Oysa gözümü bir alete dayayacak flip flip sesleri eşliğinde gülmemek için kendimi kasıp gözlerimi teslim edecektim ben. elektikler yok neyse şöyle yapalım diyip karşıdaki harfleri göstererek göz sağlığımı ölçtüler. Bitti mi bitmedi!

Ben işlem tamam sanırken asıl bombayı sona saklamış meğer teyze. eline rastgele bir broşür alarak bana yaklaşık 2 metre uzaktan gösterip burada ne yazıyor dedi? Ya ben bir baskı atölyesinede çalışıyor olsaydım ve o broşürü ben basmış olsaydım ne olacktı? 8e varan bir miyopla maaşallah mı diyecekti? Neyse ben hayret ve şaşkınlıkla okuyamadığımı söyledim. Broşür indi, ardından sona sakladığını düşündüğüm soruyu yöneltti "Ruhsal bir rahatsızlığın var mı?" şimdi ben bu soruya ne diyeyim? Deli olsam deliyim mi diyeceğim ya da bana inanacak mı? Kafamı iki yana sallayarak hayır dedim. Arkadaşımla yeniden kıvrılan merdivenlerden şaşkın şekilde merdivenaltı danışmasına indik.

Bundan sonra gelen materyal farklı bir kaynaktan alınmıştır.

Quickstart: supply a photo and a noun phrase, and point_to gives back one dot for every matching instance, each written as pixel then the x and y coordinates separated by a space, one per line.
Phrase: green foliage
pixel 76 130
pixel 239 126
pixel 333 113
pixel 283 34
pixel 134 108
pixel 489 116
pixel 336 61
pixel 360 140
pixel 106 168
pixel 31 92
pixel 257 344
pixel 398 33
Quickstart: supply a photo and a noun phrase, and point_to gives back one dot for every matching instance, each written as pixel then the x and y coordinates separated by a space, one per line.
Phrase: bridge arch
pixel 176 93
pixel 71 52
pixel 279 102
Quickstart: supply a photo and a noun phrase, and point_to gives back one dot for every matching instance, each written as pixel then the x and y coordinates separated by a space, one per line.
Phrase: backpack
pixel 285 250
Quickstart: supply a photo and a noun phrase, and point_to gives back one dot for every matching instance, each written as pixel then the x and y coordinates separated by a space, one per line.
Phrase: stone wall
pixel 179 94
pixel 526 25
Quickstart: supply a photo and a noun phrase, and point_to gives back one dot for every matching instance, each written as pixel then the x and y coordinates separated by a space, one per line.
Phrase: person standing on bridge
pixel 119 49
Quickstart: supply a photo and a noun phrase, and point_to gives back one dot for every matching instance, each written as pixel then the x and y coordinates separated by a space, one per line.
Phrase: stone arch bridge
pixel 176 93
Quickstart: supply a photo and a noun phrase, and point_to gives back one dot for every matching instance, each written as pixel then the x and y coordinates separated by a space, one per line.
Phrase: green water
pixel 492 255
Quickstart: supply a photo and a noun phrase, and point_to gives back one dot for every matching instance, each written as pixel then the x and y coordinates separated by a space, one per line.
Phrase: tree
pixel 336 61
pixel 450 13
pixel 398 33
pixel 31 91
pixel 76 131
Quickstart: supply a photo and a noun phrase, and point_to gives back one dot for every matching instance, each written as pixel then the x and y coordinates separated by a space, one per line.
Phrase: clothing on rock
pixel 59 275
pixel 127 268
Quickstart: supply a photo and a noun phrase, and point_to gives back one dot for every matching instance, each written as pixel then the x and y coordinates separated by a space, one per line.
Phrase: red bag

Yaşadıklarım az gelmiş olacak ki (kendi unutkanlığıma kılıf uyduruyorum şu an da) rapora iliştirilecek resmi unutmuşum. Haydee dön başa. Yeniden ofise gidip resimleri alıp geri dönmem anlamına geliyordu bu ki hiç sevmediğim klinik kahvesine gelmek isteyeceğim son şeydi. Mecburen gittim resimleri alıp geldim. O sırada elektriklerde teşrif etmişler saolsunlar bu sefer arkadaşım olmadan kıvrılarak çıktım yukarı. Gülmemek için kastığım flip flip sesleri eşiliğinde yeniden göz muayenesi oldum. Biraz önce de sağlıklı değil miydim ben bu neyin nesiydi?

Danışmaya bu sefer elimde resimlerle gidip raporumu alabileceğimi söyledim. Her gidip gelişimde elinde bir kalem ve gazete bulmacası burnunun ucundaki gözlüğü ile sandalyeye tünemiş duran adamın "başhekim" olduğunu öğrenmemle bu saatten sonra hiçbirşeye şaşırmayacağımı anladım. Danışmadaki ablanın başhekim amcadan imza isteyip onunda iki çizittirmesi ile işlemim bitmiş oldu. Tabi ben de bittim...

2 yorum:

  1. Aynı şeyleri 1987 yılında yaşamıştım. 20 yılda hiç mi bir şey değişmez, düzelmez bu memlekette. İnanılır gibi değil. Umarım ehliyeti de o dönemde olduğu üzre, şeker dağıtır gibi dağıtmazlar.

    YanıtlaSil
  2. maalesef haala şeker dağıtır gibi dağıtıyorlar. Sınav ve derslerdeki maceralarım ayrı hikaye :)

    YanıtlaSil

"kafan çok güzelmiş güle güle kullan"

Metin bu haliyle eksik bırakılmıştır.